Posted on October 3, 2011 by Dissent

Maintaining patient privacy is always an issue in hospitals.  In emergency rooms, it may become even more challenging.

Last week, my mother was taken by ambulance to an emergency room. To protect her privacy, I won’t say why other than she definitely needed emergency medical care and was in danger of not one, but two, types of very serious problems.  Stabilizing her on both fronts was essential if she was to live.

The emergency room was crowded.  Overcrowded, actually, as patients were on gurneys in the hall because all of the individual cubicles/rooms were occupied.

And so my mother wound up in a cubicle with only a privacy screen separating her from another patient.

The cubicle was crowded as both my mother and the other patient had concerned family members there as well as ER staff running in and out caring for both patients.

But it was when a nurse tried to preserve some semblance of privacy that all holy heck broke loose.

A relative of the other patient in the cubicle was sitting on a chair, but the chair was situated so that he could see everything going on in my mother’s side of the cubicle. When the nurse saw that as she looked up from tending to my mother, she told him that he needed to move so that he was only on the other side of the screen.

Screaming ensued.  Accusations of the nurse being nasty or hostile, calls for the hospital administrator were made loudly, and the situation escalated. Hospital security was called, and chaos surrounded the staff’s efforts to care for my mother.  As they tried to tend to her and talk to me, it had to be hard for them to concentrate on what they were doing.

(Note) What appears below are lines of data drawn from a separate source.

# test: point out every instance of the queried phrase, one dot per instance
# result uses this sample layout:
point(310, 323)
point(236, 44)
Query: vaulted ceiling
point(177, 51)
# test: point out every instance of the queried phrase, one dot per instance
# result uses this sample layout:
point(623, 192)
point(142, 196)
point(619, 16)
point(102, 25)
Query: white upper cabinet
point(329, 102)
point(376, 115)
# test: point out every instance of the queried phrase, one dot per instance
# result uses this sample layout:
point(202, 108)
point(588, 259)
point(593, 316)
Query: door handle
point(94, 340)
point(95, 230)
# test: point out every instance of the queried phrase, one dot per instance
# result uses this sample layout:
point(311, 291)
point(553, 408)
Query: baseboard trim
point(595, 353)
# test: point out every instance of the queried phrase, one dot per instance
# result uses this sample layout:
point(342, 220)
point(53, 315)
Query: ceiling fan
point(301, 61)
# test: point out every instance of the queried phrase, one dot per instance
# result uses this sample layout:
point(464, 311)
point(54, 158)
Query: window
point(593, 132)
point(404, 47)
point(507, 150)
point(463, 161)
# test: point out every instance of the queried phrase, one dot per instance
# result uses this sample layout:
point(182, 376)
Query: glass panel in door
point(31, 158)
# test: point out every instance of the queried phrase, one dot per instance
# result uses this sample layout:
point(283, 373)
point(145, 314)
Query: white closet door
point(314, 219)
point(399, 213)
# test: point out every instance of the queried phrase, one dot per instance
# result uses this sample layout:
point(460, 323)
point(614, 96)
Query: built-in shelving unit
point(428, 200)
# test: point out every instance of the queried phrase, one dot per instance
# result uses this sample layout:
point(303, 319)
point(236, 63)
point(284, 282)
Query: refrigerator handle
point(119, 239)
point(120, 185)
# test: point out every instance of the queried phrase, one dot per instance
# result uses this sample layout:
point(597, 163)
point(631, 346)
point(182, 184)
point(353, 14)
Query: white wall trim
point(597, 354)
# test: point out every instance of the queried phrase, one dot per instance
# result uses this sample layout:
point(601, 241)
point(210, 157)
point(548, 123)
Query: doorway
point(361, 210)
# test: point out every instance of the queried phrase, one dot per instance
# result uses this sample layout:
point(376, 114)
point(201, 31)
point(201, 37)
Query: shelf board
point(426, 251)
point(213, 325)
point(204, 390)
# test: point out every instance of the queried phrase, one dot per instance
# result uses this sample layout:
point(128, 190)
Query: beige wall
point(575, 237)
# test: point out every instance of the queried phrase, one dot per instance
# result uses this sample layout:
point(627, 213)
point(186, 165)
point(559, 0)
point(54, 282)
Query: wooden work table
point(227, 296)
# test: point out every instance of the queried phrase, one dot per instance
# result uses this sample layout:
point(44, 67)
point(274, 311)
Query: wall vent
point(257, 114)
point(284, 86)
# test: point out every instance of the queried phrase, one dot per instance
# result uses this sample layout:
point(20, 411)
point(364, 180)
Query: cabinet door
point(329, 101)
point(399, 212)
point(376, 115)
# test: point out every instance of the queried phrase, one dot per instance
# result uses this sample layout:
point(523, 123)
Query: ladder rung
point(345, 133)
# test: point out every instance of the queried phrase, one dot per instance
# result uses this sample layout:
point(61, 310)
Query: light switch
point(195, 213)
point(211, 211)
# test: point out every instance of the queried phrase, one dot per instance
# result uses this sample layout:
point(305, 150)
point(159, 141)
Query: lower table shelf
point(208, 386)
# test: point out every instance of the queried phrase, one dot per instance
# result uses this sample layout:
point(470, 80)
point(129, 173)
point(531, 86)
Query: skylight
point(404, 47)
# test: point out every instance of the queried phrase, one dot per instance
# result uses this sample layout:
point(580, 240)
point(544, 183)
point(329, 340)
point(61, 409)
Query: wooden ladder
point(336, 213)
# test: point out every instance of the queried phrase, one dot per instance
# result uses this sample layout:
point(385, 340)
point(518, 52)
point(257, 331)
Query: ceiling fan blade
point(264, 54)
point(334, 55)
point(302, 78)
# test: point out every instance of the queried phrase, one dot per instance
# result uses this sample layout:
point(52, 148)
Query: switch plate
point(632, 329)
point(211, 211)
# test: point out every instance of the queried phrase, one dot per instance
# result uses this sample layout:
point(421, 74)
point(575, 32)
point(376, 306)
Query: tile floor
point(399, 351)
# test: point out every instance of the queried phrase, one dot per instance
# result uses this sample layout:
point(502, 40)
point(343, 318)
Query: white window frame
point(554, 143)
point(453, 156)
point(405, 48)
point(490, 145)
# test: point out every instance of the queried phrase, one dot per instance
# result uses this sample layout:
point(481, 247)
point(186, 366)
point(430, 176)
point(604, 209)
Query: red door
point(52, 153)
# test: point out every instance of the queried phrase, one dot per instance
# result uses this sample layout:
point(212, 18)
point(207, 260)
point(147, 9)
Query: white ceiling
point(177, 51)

It was certainly hard for me to hear what they were saying over the angry shouts of the other patient and her family member.

The yelling in the cubicle went on for quite a while until the other patient was moved elsewhere to get her away from the nurse she was offended by.  Even then, the yelling and nastiness continued outside the cubicle. I’ll spare you the details.

Maybe if the nurse had worded her request a bit differently to the other patient’s family member to explain the privacy issue, this wouldn’t have happened, but maybe it would have anyway under such tense circumstances.  But who would have thought that a simple direction, intended to protect patient privacy, would have led to such a furor.

I just hope that the nurse in question continues to look out for patient privacy despite the unpleasantness the other day and kudos to her for trying to protect her patients’ privacy  in the midst of difficult conditions.